退屈している暇もないくらいに、頻繁に逢いに来てくれる。
取り留めのない会話さえも愉しくて、少し前とは違い最近は笑ってばかりだ。
たまに一緒に絵を描くこともあるのだけれど、朔は驚く程に下手くそだった。
恥ずかしそうに頬を赤く染める姿が可愛らしくて、たまに触れてみたくなる。
そんな他愛のない出来事が、次第に日々の支えとなっていった。
話していくうちに分かったのは、朔は二つ歳上で何度も入退院を繰り返しているということ。
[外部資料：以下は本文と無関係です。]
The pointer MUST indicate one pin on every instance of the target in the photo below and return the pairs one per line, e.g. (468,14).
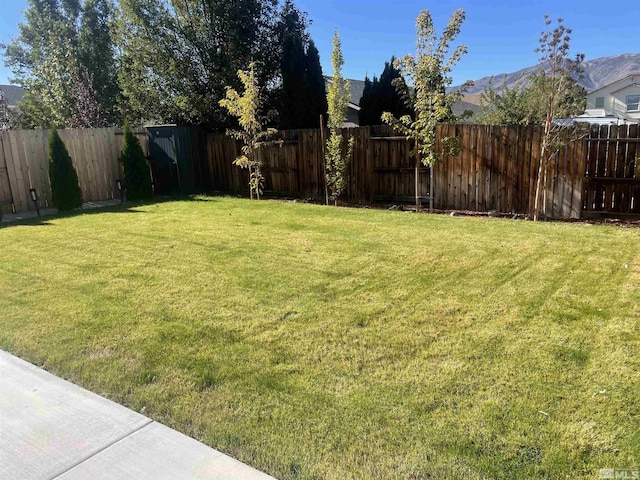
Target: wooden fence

何処が悪いのか聞いても、逸らかされてしまい教えてはもらえなかった。
だけど細い腕に残る注射針の跡を見れば、長い間ずっと辛い思いをしてきたのだと分かる。
それでも明るく過ごす朔を見習らって、どうして自分ばかり、と悲観するのはもう辞めた。
「今日は何を描いてたの?」
「ヒマワリ。家の近くに丘があるんだけど、この時期になると辺り一面が黄色に染まるんだ。」
「へえ、そうなんだ。綺麗なんだろうなぁ。」
ひょっこりと現れた朔は、オーバーテーブルの上に乗っている完成したばかりの絵を興味津々に覗き込む。
水彩画用紙を埋め尽くす黄色い花は、画材道具を抱えてよく行っていた丘を思い出しながら描いたものだった。
自分の中で夏の恒例行事になっていたのもあり、今年はあの向日葵を見られないのだと考えると少し寂しい。
「すぐには無理だけどさ、いつか一緒に行こうよ。案内する。」
「本当?行ってみたい!」
「じゃあ、約束な。」
「うん、約束。」
羨ましそうに絵を眺めている朔を見ていたら、連れて行ってあげたくなった。
向日葵に囲まれて無邪気にはしゃぐ姿は、きっと何よりも綺麗なのだろう。
想像するだけで、ドキドキと胸が弾む。
小指を立てて突き出すと、朔は自分の小指と絡めてニッコリと笑った。
翌日の明け方、違和感を感じて目を覚ました。
失った脚の、存在するはずのない場所が酷く痛むのだ。
ナースコールを押そうにも、上手く思考が回らず位置が特定できない。
それに加え、同室の人達は未だ夢の中だ。
ーーー誰か助けて。
「..い、た..っ..」
「え、悠馬?!」
「..ッ..さ、く..」
「すぐに先生が来てくれるからね!」
そんな時、病室の前を偶然通りすがった朔が呻き声に気付いたようで、入り口から顔を覗かせた。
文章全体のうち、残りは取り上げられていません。